Para os alunos de segundo e de terceiro anos, as principais atividades eram desenvolvidas no Serviço de Epidemiologia, onde se tinha a oportunidade de travar os contatos iniciais com a dura realidade de vida das populações rurais, visto que se operavam ali levantamentos epidemiológicos e o diagnóstico das condições econômicas e sociais das famílias.
A partir do quarto ano de Medicina, depois de terem passado pela Semiologia, os acadêmicos passavam a estagiar no Serviço de Clínica Psiquiátrica, momento em que era possível constatar que muitas das queixas da clientela referida tratavam-se de formas de manifestação de descontrole produzidas por condições sócio-econômicas adversas, ou marcavam presença no Serviço de Clínica Médica, prestando serviço assistencial aos grupos de adultos. Quase sempre havia um docente designado para acompanhar os estudantes, embora nem sempre fosse médico, para ajudar a solucionar os casos mais complexos, amparado no sistema de referência para o Hospital Universitário Walter Cantídio, que oferecia o suporte, nas situações que exigissem internamento hospitalar.
Havia muito entrosamento entre os participantes, durante a execução das tarefas, com auxílio mútuo, para o aprendizado e para a resolução dos casos da melhor maneira; essa interação, que integrava universitários de distintos cursos, alargava-se no percurso da volta à Fortaleza, animada pela irreverente atuação de Airton e Urico, cujas brincadeiras e pilhérias tornavam o tempo de retorno bem curto. O ônibus entrava em Fortaleza por Parangaba, usando a Av.
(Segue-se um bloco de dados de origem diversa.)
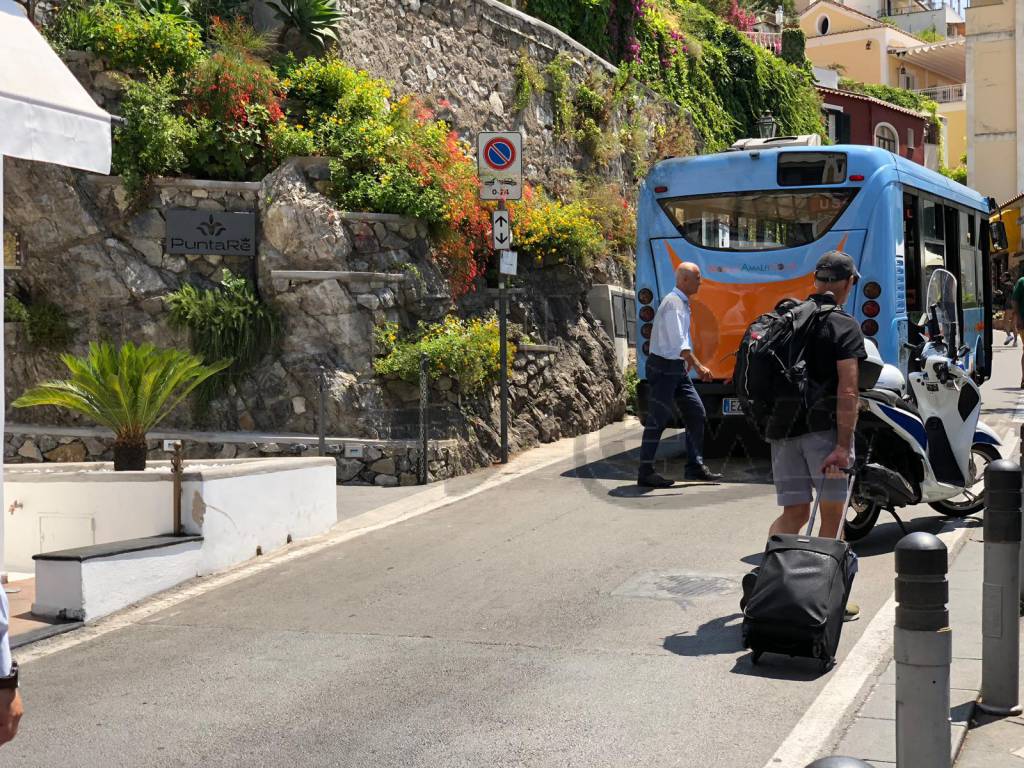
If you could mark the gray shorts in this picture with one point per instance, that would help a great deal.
(796, 466)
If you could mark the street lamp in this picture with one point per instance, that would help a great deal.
(767, 126)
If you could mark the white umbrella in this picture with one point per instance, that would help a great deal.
(45, 115)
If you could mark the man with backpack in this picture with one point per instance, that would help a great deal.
(671, 355)
(817, 443)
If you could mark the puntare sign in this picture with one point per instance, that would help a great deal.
(500, 165)
(211, 232)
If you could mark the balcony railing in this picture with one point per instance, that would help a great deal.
(945, 94)
(770, 40)
(893, 9)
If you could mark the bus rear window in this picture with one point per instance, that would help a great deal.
(757, 221)
(811, 168)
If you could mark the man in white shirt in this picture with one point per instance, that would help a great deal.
(10, 699)
(669, 384)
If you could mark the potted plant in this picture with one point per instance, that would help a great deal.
(130, 390)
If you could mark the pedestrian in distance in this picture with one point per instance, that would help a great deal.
(669, 383)
(817, 450)
(10, 698)
(1017, 299)
(1004, 298)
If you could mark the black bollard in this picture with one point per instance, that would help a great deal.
(923, 651)
(1000, 607)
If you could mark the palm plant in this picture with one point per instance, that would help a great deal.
(130, 390)
(315, 20)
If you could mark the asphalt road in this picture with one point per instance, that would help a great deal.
(560, 620)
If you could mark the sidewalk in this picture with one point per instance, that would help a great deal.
(871, 736)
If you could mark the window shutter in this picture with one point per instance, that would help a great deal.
(843, 128)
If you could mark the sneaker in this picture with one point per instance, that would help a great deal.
(653, 480)
(852, 612)
(701, 473)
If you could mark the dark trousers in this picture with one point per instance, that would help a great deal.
(669, 386)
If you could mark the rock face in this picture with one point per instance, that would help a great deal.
(461, 55)
(105, 266)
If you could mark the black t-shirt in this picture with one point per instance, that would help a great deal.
(837, 337)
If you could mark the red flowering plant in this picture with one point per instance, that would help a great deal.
(235, 100)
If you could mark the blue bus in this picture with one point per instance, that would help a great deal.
(757, 220)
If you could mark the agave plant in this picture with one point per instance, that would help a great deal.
(129, 390)
(315, 20)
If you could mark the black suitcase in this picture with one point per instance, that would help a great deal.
(798, 598)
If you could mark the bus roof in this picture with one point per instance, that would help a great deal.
(731, 171)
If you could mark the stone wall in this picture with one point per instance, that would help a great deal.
(461, 55)
(104, 264)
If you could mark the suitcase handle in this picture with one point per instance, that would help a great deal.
(817, 501)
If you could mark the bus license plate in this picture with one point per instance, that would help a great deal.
(731, 407)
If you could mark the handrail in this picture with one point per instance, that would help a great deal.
(944, 93)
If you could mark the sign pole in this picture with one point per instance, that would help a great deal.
(504, 354)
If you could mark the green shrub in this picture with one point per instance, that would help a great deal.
(466, 350)
(794, 46)
(549, 232)
(47, 326)
(315, 20)
(14, 310)
(127, 38)
(156, 139)
(291, 141)
(225, 322)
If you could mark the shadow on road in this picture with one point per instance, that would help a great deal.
(778, 667)
(717, 636)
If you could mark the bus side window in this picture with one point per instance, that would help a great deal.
(911, 251)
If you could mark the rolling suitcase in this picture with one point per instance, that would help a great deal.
(797, 599)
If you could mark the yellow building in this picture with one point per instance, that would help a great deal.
(995, 104)
(864, 48)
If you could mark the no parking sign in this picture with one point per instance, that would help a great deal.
(500, 165)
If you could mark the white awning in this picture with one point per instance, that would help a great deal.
(45, 114)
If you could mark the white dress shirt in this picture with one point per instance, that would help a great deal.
(671, 334)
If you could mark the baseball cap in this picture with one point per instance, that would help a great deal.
(836, 265)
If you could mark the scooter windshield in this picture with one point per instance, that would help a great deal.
(942, 299)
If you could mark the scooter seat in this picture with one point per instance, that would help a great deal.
(892, 398)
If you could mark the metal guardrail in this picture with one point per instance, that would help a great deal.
(945, 94)
(769, 40)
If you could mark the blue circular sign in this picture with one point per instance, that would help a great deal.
(499, 154)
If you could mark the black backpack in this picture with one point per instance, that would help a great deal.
(771, 374)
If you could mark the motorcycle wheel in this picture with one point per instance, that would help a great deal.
(865, 514)
(973, 498)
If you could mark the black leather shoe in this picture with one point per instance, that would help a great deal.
(653, 480)
(702, 473)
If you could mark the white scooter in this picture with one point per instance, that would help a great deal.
(927, 444)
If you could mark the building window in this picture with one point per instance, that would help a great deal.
(885, 136)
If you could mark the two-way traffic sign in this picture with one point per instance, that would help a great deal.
(501, 230)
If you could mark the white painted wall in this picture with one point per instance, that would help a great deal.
(94, 508)
(88, 590)
(237, 514)
(237, 505)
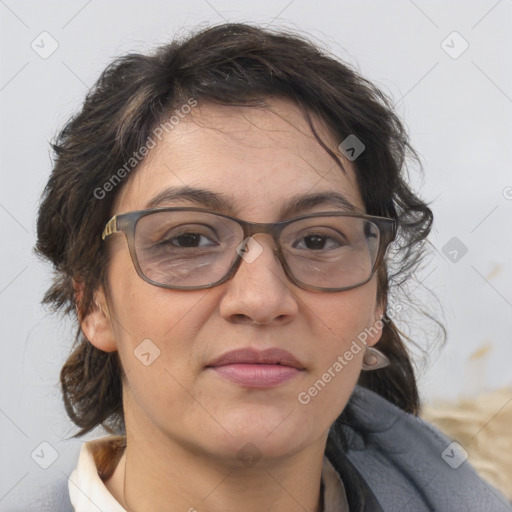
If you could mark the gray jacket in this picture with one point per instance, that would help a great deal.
(404, 464)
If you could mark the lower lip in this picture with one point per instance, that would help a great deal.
(257, 375)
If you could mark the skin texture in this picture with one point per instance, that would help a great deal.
(185, 424)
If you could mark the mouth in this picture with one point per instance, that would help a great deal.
(257, 369)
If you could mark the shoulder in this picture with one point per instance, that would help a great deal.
(409, 464)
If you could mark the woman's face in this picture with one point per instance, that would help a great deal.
(259, 160)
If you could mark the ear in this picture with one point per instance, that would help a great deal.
(97, 324)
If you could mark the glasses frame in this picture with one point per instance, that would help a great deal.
(127, 222)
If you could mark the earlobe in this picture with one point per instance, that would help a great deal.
(96, 324)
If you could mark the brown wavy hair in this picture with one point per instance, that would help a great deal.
(229, 64)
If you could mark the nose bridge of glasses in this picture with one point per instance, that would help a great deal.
(251, 229)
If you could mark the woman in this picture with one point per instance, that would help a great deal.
(218, 217)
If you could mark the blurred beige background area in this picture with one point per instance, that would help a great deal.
(483, 427)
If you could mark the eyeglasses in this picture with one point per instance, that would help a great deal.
(192, 248)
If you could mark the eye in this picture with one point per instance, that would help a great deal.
(317, 241)
(189, 240)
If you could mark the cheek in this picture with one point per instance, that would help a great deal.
(341, 322)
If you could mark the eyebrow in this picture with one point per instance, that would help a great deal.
(223, 203)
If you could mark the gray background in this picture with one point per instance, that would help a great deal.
(458, 109)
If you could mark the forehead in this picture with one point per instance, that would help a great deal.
(258, 157)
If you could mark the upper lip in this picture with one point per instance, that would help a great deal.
(251, 356)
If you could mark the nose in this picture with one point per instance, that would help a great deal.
(259, 292)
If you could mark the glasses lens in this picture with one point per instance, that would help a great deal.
(186, 248)
(331, 252)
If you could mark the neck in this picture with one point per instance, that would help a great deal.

João Pessoa, fazendo um pequeno desvio, para deixar os alunos, que haviam estacionado os carros no campus do Porangabuçu, e, em seguida, retomava à mesma avenida, parando em vários pontos para liberar mais alguns alunos, prosseguindo pela Av. da Universidade até a Praça José de Alencar, onde desciam os últimos passageiros.
As turmas sucedâneas à nossa ainda deram seguimento a esse exemplar projeto de extensão universitária, que sucumbiu à entrada dos anos oitenta, certamente pela combinação de fatores, incluindo, e.g.: a desmotivação estudantil, para trabalhos comunitários; a falta de apoio da direção do Centro de Ciências da Saúde, após a gestão do Prof. Geraldo Gonçalves; o esfacelamento do Departamento de Saúde Comunitária, em disputas fraticidas; e a institucionalização do CRUTAC.
Por fim, lastima-se aqui o encerramento de um estágio, rico em experiência comunitária, e de grande valia para a formação de profissionais, especialmente os futuros médicos, engajados na luta por uma saúde de melhor qualidade e mais acessível a todos.
Marcelo Gurgel Carlos da Silva
Médico e professor universitário

* Publicado in: Revista Histórias da Saúde. Agosto a outubro de 2009 – ano XI, n.20, p.17.

Um comentário:

Edna Monteiro disse...

Na verdade, o mantivemos até o início dos anos 90, com a participação de vários outros cursos. Mantido pelo amor à extensão, ainda mantemos a amizade que nos uniu através dela. Parabéns por manter a história do PAPa viva!